Just finnished my post cycle a few weeks. Clomid, Nolva and HCG.

Was on a cycle of Test 250 (500mg per week) and Masteron (200mg per week) for the first 4 weeks then onto Test E (500mg) per week and winstrol and t3.

Getting bad acne on my back and chest now since I've stopped taking the Nolva. Should I get some Armidex to stop this? Also would I have to take Duta with it or is that optional?

Any advice welcome.


----------



## lewishart (Mar 13, 2012)

Why would any of the above help with acne control.

Acne is caused by shifting levels of hormone, be it estrogen, testosterone, DHT etc etc.

If you want to help your acne, use accutane, it works wonders for many.

I dont ever suffer from spots regardless of any AAS used.


----------



## lewishart (Mar 13, 2012)

Also the reason why your getting a few spots is because your HPTA has clearly started to fire back up, FSH and LH levels are raising, and therefore your natty testosterone is raising, this is why your getting acne.


----------



## shaneh23 (Mar 16, 2011)

Thanks for the reply.

I thought Armidex stopped test turning to DHT or something along them lines and meant that would stop the acne.

Would it definitely not work at all?

After doing a lot of research and it seems common with Test E this happens, is it because of its long half life?
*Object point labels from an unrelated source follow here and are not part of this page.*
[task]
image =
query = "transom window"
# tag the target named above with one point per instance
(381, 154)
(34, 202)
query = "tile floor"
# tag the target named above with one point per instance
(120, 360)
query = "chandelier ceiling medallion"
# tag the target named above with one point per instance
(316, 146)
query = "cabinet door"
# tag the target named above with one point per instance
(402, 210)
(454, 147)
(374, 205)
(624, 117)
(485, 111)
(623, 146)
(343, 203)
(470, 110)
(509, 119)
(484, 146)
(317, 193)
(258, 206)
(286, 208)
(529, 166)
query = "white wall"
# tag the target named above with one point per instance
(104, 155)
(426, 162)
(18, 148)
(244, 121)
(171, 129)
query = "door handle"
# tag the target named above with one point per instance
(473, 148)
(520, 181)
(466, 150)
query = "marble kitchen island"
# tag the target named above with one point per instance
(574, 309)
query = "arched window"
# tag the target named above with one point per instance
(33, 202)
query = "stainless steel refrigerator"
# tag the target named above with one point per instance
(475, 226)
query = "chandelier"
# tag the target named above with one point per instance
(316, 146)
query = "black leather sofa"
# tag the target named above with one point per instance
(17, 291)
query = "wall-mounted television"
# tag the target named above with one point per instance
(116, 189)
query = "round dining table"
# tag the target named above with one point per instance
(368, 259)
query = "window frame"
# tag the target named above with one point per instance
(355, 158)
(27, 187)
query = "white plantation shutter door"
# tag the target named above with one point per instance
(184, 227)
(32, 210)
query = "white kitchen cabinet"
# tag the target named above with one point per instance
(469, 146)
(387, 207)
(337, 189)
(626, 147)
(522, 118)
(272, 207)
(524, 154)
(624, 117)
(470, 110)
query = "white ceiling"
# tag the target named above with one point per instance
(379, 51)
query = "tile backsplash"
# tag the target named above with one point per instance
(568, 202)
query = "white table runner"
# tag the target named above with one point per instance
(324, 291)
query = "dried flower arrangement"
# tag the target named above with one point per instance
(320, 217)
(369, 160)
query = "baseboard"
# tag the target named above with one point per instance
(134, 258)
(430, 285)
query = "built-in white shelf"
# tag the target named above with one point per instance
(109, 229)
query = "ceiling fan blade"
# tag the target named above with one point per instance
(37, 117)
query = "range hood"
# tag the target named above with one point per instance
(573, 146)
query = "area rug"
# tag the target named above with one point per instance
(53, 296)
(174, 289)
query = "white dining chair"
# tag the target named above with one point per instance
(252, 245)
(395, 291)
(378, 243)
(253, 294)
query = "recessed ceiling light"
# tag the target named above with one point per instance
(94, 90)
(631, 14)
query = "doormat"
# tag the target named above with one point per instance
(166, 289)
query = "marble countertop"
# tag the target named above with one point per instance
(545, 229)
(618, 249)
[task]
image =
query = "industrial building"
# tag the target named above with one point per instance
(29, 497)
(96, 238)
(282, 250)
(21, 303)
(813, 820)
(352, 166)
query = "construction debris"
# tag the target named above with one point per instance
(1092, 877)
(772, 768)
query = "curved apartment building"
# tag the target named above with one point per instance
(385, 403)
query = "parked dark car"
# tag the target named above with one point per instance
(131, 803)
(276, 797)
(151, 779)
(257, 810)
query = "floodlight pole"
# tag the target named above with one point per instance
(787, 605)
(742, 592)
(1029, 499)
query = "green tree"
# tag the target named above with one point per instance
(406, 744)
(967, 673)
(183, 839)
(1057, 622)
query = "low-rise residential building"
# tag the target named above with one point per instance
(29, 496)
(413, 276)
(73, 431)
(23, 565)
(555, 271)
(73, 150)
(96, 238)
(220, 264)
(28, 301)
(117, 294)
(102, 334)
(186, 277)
Maybe I should of stayed longer on PCT or waited longer to start it. I waited 12 days, maybe that wasn't enough.


----------



## user123 (Feb 4, 2009)

shaneh23 said:


> Thanks for the reply.
> 
> I thought Armidex stopped test turning to DHT or something along them lines and meant that would stop the acne.
> 
> ...


i'm shocked. you've just done a cycle and you don't understand the basics:rolleyes:

as lewishart said post cycle your hormones will be all over the place so if you suffer from acne you will more than likely break out.

controling estrogen and dht on cycle will keep acne to a minimum


----------



## C.Hill (Nov 21, 2010)

Your hormones are all over the place mate. How bad are the spots?


----------



## shaneh23 (Mar 16, 2011)

I've had them worse before, got some scarring and all over it but not as bad this time just yet anyway.

What do you think my best bet is now then? Is armidex not worth my while?

Moving over to Spain in a few weeks so the sun and salt water in the sea should help but would prefer to get rid before then.


----------



## shaneh23 (Mar 16, 2011)

user123 said:


> i'm shocked. you've just done a cycle and you don't understand the basics:rolleyes:
> 
> as lewishart said post cycle your hormones will be all over the place so if you suffer from acne you will more than likely break out.
> 
> controling estrogen and dht on cycle will keep acne to a minimum


I actually thought I knew a good bit about them just not an expert but I know more than most people I know using them. I just opted not to use Armidex on cycle this time, trial an error its not necessary to take it is it? This is the second time it's happened though so in future I'll be using it on cycle would appreciate it if you had any advice for me now though.


----------



## artex (Apr 29, 2011)

hi, i used vit b5 after i came of a test cycle a few weeks after pct i got v bad acne. have a read at this. mine cleared up bout 95% using this. http://www.vitaminb5acne.com/ good luck


----------



## Rav212 (May 18, 2011)

How long does it taKe to work the b5?

I'm running it at 10g ed


----------



## shaneh23 (Mar 16, 2011)

I've bought this already. Hoping it well help a bit also taking fish oils, vit e, vit d and green tea to help my skin. Also try do a good few sunbeds especially when I see myself breaking out.

Should I look into the possibilty of accutane? Or can I just ride this out, its been 7 weeks now since my last jab how long would this acne persist for?


----------



## lewishart (Mar 13, 2012)

shaneh23 said:


> Thanks for the reply.
> 
> I thought Armidex stopped test turning to DHT or something along them lines and meant that would stop the acne.
> 
> ...


No mate, arimidex stops estrogen forming, its a aromatase inhibitor.

You really should know the basics of safe educated AAS use before you jump into your cycle.

It has absolutly nothing to do with the half life of test E, or any half life for that matter.

It is merely because, you have jacked up your test levels, come off as you would, left your body in a low testosterone natural state, used PCT compounds to fire up FSH and LH levels and stimulate leydig cells to produce sperm etc, and then within a few weeks your HPTA will become alive again, and start producing natural test.

This is the shifting point of your hormones, that is why your getting spots.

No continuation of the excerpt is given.